- Our linear regression model suggests steady revenue growth in NTM 2023, but the rate can decelerate severely in NTM 2024 and NTM 2025.
- EBITDA growth rate can decelerate in NTM 2024 after a steep hike in NTM 2023.
- The model suggests wide variability in the expected returns, but we expect a positive bias.
Part 1 of this article discussed KLX Energy Services’ (KLXE) outlook, performance, and financial condition. In this part, we will discuss more.
Linear Regression Based Revenue Forecast
Based on a regression equation between the key industry indicators (crude oil price and the US drilled well count and completed well count) and KLXE’s reported revenues for the past seven years and the previous four quarters, we expect its revenues to increase by 27% in the next 12 months (or NTM) in 2023. The growth rate can decelerate significantly (to 2%) in NTM 2024, while revenues can decline in NTM 2025.
Based on the same regression models and the forecast revenues, we expect the company’s EBITDA to increase 138% in NTM 2023. The EBITDA growth rate can subdue by 24% in NTM 2024.

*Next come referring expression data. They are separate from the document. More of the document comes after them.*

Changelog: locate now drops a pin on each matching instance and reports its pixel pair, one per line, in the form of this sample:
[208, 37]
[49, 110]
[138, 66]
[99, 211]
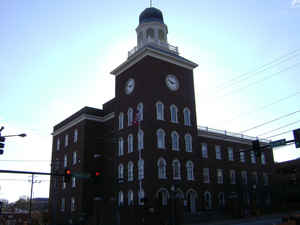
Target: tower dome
[151, 15]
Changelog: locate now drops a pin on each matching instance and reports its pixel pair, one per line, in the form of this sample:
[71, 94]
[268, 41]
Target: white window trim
[177, 140]
[187, 118]
[159, 115]
[163, 138]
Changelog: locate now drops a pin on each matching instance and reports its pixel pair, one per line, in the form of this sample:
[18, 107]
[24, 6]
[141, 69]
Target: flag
[137, 118]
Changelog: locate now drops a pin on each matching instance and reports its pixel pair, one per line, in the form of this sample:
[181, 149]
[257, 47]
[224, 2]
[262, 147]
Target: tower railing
[229, 134]
[155, 43]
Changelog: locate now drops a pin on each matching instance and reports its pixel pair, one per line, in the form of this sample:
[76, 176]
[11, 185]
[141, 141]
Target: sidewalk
[245, 220]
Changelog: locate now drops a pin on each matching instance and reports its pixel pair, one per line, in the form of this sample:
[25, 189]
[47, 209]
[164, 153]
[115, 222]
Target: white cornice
[148, 51]
[81, 118]
[226, 138]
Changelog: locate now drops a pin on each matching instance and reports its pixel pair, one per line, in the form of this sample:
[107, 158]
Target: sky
[56, 57]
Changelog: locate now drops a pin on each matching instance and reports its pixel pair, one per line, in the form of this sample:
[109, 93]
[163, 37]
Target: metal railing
[230, 134]
[154, 43]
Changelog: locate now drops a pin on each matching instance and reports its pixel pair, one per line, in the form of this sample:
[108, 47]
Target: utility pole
[31, 192]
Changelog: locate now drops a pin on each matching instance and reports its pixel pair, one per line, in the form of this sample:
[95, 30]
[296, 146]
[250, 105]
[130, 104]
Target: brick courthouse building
[147, 144]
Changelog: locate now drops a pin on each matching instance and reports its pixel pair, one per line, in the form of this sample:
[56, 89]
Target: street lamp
[15, 135]
[173, 203]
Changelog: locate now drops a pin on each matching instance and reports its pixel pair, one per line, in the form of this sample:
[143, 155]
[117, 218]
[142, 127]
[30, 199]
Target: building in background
[147, 145]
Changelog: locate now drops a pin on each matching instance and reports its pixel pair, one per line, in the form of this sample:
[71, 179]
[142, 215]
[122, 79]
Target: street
[272, 221]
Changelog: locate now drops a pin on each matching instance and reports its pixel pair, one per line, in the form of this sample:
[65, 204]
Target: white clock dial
[129, 86]
[172, 82]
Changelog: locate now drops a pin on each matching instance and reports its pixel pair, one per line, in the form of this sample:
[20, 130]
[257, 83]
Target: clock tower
[156, 123]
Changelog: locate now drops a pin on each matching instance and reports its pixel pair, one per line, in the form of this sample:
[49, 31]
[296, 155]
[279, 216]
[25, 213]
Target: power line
[261, 80]
[258, 72]
[278, 118]
[25, 160]
[263, 107]
[280, 134]
[287, 125]
[260, 67]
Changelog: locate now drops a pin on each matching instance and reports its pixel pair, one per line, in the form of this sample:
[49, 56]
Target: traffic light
[2, 140]
[297, 137]
[256, 148]
[67, 175]
[96, 177]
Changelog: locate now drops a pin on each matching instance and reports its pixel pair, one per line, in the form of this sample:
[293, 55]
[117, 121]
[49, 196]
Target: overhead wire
[271, 131]
[271, 121]
[280, 134]
[262, 107]
[260, 81]
[260, 67]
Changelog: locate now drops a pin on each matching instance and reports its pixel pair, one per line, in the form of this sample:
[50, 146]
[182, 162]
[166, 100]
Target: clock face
[172, 82]
[129, 86]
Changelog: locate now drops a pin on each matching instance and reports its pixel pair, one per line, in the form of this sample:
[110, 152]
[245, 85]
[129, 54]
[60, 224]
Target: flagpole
[140, 151]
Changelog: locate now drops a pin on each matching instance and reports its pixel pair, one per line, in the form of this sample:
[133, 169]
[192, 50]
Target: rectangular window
[121, 121]
[253, 157]
[219, 176]
[74, 158]
[266, 179]
[263, 159]
[254, 178]
[63, 183]
[230, 154]
[244, 177]
[232, 177]
[204, 150]
[73, 207]
[65, 161]
[62, 206]
[159, 111]
[66, 140]
[206, 175]
[242, 156]
[73, 182]
[75, 136]
[218, 152]
[57, 144]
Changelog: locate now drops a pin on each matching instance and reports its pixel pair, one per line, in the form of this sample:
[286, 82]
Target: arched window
[130, 171]
[176, 169]
[161, 35]
[75, 136]
[188, 143]
[141, 169]
[130, 116]
[161, 138]
[162, 168]
[130, 197]
[121, 120]
[130, 143]
[159, 111]
[150, 33]
[121, 146]
[174, 114]
[140, 38]
[121, 171]
[190, 170]
[140, 111]
[187, 117]
[140, 139]
[120, 198]
[175, 141]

Target Price And Analysts’ Rating
Returns potential using the past average EV/Revenue multiple (0.79x) is lower (44% downside) compared to the expected returns (35% upside) using the forward EV/Revenue multiple (0.62x). Wall Street analysts expect even higher returns (46.7%) from the stock.
KLXE’s forward EV-to-Revenue multiple contraction versus the EV/Revenue is steeper than its peers because its revenue is expected to increase more sharply in the next year. This should typically result in a higher EV/Revenue multiple than its peers. However, the company’s EV/Revenue multiple (1.07x) is marginally lower than its peers’ (NINE, NEX, and LBRT) average of 1.1x. The stock is moderately undervalued versus its peers.

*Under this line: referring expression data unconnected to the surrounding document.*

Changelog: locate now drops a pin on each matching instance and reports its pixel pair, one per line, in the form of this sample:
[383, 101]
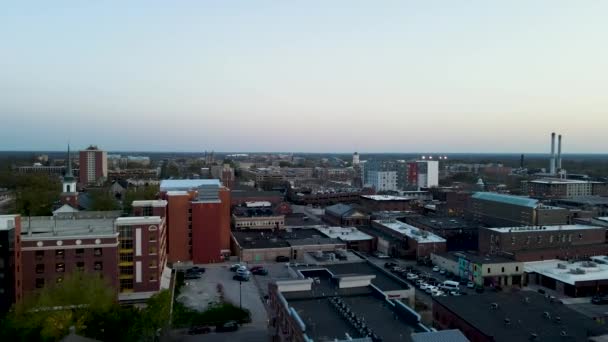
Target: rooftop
[411, 232]
[507, 199]
[344, 234]
[515, 316]
[387, 198]
[187, 184]
[570, 273]
[150, 203]
[7, 221]
[544, 228]
[48, 226]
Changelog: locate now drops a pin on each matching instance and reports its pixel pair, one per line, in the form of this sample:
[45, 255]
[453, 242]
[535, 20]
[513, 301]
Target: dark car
[599, 300]
[199, 330]
[259, 271]
[240, 277]
[228, 326]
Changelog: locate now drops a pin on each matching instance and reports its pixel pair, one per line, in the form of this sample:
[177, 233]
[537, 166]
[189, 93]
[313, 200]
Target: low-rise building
[407, 240]
[516, 316]
[345, 215]
[536, 243]
[483, 270]
[354, 238]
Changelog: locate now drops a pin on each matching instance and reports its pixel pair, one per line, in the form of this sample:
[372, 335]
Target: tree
[102, 200]
[36, 194]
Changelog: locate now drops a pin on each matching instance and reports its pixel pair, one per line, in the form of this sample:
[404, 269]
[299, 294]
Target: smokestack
[552, 160]
[559, 152]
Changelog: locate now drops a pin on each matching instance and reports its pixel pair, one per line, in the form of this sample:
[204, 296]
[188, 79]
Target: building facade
[93, 166]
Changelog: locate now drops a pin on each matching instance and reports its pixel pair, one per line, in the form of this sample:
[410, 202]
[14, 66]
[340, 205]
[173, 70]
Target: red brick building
[10, 261]
[52, 248]
[93, 166]
[198, 220]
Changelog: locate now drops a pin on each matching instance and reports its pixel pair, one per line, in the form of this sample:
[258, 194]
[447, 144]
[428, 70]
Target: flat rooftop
[344, 234]
[187, 184]
[487, 313]
[387, 198]
[441, 222]
[569, 273]
[324, 322]
[47, 226]
[421, 236]
[544, 228]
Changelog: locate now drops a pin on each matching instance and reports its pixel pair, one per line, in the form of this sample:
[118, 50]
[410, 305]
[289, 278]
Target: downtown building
[93, 166]
[198, 220]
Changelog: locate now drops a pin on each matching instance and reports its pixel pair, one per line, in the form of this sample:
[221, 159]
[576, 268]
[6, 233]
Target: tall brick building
[93, 166]
[198, 220]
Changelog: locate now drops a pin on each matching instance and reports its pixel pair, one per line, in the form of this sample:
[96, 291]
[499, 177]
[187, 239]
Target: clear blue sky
[318, 76]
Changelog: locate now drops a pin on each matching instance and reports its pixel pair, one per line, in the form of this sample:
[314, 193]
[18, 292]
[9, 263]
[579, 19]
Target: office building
[198, 220]
[93, 166]
[508, 317]
[11, 270]
[534, 243]
[498, 210]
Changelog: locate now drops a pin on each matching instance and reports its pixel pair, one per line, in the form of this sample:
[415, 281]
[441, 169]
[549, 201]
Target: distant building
[498, 210]
[548, 188]
[93, 166]
[10, 262]
[534, 243]
[345, 215]
[517, 316]
[198, 220]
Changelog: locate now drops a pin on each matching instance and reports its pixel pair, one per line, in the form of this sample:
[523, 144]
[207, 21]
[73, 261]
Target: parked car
[260, 271]
[199, 330]
[599, 300]
[240, 277]
[228, 326]
[235, 267]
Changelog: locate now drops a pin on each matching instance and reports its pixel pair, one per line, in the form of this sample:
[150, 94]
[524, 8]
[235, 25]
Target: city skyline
[304, 77]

The sell-side analysts’ target price for KLXE is $24.5, which, at the current price, has a return potential of 67%. Out of two, one sell-side analyst rated KLXE a “buy” or a “strong buy,” one rated it a “hold,” and none a “sell” in the past 90 days.
What’s The Take On KLXE?
KLXE, boosted by the continued scarcity of oilfield equipment, will increase pricing in the near term. Its asset utilization will also improve further. It will exercise cost controls and strict capital discipline by selectively allocating assets and resources. On top of improving the operating profit margins, it will seek strategic M&A opportunities as the payback period shortens. So, the stock significantly outperformed the VanEck Vectors Oil Services ETF (OIH) in the past year.
By the end of Q3, its cash flows seem to be turning around. However, negative shareholders’ equity remains a threat to its financial security. Recently, it extended the ABL facility debt maturity, removing the fixed charge related to the facility and improving the margin. The rise in capex in 2H 2022 will challenge its objective of generating positive FCF in 2022. We do not see much upside at this level.